FDA Warning to Sprout Health Signals Tighter Scrutiny of GLP-1 Compounders

Sprout Health Partners LLC is the latest compounding operation to draw FDA enforcement action over misleading claims about compounded GLP-1 receptor agonists, a pattern that should put QA and regulatory affairs teams across the compounding sector on high alert. The agency issued a warning letter on September 9, 2025, citing the company's website for claiming that "GLP-1 medications are FDA-approved and backed by extensive clinical research" in connection with compounded semaglutide and tirzepatide products. The FDA's Center for Drug Evaluation and Research (CDER), through its Office of Compounding Quality and Compliance (OCQC), determined that this language misbrands the products under sections 502(a) and 502(bb) of the Federal Food, Drug, and Cosmetic Act (FDCA), because compounded drug products are not FDA-approved and the claim implies equivalence with approved products.

The enforcement action fits squarely within the FDA's escalating campaign against compounders whose labeling or promotional materials blur the line between compounded preparations and their FDA-approved reference listed drugs. For plant heads and QA directors at 503A and 503B facilities producing compounded semaglutide or tirzepatide, the letter is a concrete reminder that even seemingly general marketing language on a website can trigger misbranding charges under 21 U.S.C. §§ 352(a) and 352(bb). The introduction of such misbranded products into interstate commerce constitutes a prohibited act under section 301(a) of the FDCA [21 U.S.C. § 331(a)], and the FDA explicitly warned that failure to address the violations could result in seizure and injunction without further notice.

The specific violation identified in the Sprout Health letter is narrow but instructive. The company's website, reviewed by FDA in August 2025 at https://joinsprouthealth.com, offered compounded semaglutide and tirzepatide products alongside the claim referencing FDA approval. The FDA noted that this claim "implies that your products are the same as an FDA-approved product when they are not." Critically, the agency also stated that the cited violation "does not represent an exhaustive list of misbranding violations," signaling that additional compliance gaps may exist. Sprout Health was given 15 working days from receipt of the letter to provide a written response to OCQC describing corrective actions taken and documentation of steps to prevent recurrence.

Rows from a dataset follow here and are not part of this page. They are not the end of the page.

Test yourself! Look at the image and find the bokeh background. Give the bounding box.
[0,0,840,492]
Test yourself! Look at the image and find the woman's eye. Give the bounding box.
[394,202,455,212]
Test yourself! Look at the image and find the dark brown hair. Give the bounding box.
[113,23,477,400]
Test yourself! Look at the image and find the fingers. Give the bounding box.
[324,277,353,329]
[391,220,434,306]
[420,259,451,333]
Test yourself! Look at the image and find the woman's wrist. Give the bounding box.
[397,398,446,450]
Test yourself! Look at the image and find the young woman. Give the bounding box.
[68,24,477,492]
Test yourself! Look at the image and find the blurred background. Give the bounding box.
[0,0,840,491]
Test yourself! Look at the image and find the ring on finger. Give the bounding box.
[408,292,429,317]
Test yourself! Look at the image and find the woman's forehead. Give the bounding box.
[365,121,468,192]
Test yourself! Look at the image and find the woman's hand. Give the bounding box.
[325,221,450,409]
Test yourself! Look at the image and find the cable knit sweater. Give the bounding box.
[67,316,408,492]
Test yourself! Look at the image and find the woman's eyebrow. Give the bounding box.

For regulatory affairs leads and compliance officers at compounding operations, the operational takeaway is clear: every piece of customer-facing content, from website copy to patient-facing materials, must unambiguously distinguish compounded products from FDA-approved drugs. Under 21 CFR Part 211 and applicable compounding regulations, the responsibility for accurate labeling and promotion rests with the facility. QA teams should conduct immediate audits of all promotional and labeling materials to identify language that could be construed as implying FDA approval or therapeutic equivalence. Any reference to clinical research supporting the active pharmaceutical ingredient should be carefully framed to avoid suggesting that the compounded formulation itself has undergone FDA review or approval.

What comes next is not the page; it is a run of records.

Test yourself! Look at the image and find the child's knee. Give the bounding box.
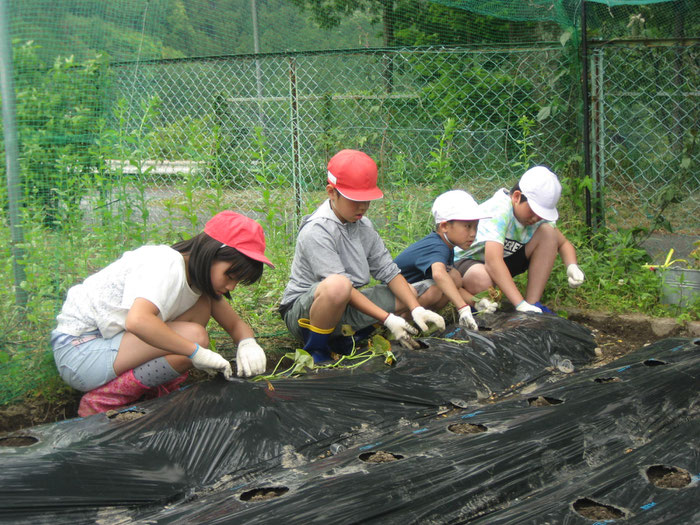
[460,264,493,295]
[419,285,444,309]
[449,268,462,288]
[181,322,209,348]
[530,224,557,247]
[314,274,353,305]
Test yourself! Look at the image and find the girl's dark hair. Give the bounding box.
[171,233,263,299]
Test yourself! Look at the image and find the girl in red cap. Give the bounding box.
[51,211,273,417]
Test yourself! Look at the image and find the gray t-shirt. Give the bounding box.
[280,199,400,308]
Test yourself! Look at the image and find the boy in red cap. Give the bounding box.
[455,166,585,313]
[51,211,272,417]
[280,149,445,362]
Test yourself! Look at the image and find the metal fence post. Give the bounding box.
[289,57,301,226]
[0,0,27,307]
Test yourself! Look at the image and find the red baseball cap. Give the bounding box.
[328,149,384,201]
[204,211,275,268]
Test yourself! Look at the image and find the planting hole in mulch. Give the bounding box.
[527,396,563,407]
[646,465,692,489]
[447,423,488,434]
[241,487,289,501]
[105,408,146,421]
[594,377,622,383]
[0,436,39,447]
[574,498,627,520]
[360,450,403,463]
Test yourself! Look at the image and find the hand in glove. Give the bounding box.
[457,304,479,330]
[236,337,267,377]
[189,345,233,380]
[515,301,542,314]
[384,308,420,348]
[566,264,586,288]
[474,298,498,314]
[411,306,445,332]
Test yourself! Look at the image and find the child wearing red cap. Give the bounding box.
[280,149,445,362]
[455,166,585,313]
[51,211,273,417]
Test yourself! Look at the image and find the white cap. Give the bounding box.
[432,190,491,224]
[518,166,561,221]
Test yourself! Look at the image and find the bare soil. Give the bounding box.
[0,312,690,436]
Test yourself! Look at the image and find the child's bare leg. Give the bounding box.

The broader enforcement landscape around compounded GLP-1 products continues to tighten. As the FDA works to protect patients from confusion between compounded and commercially approved semaglutide (Ozempic, Wegovy) and tirzepatide (Mounjaro, Zepbound), compounding facilities should expect continued scrutiny of both product quality and promotional practices. Facilities that have not yet reviewed their labeling and advertising against sections 502(a) and 502(bb) of the FDCA should treat this warning letter as a prompt to do so before they become the next target of CDER enforcement. The full warning letter is available on the FDA's warning letters page.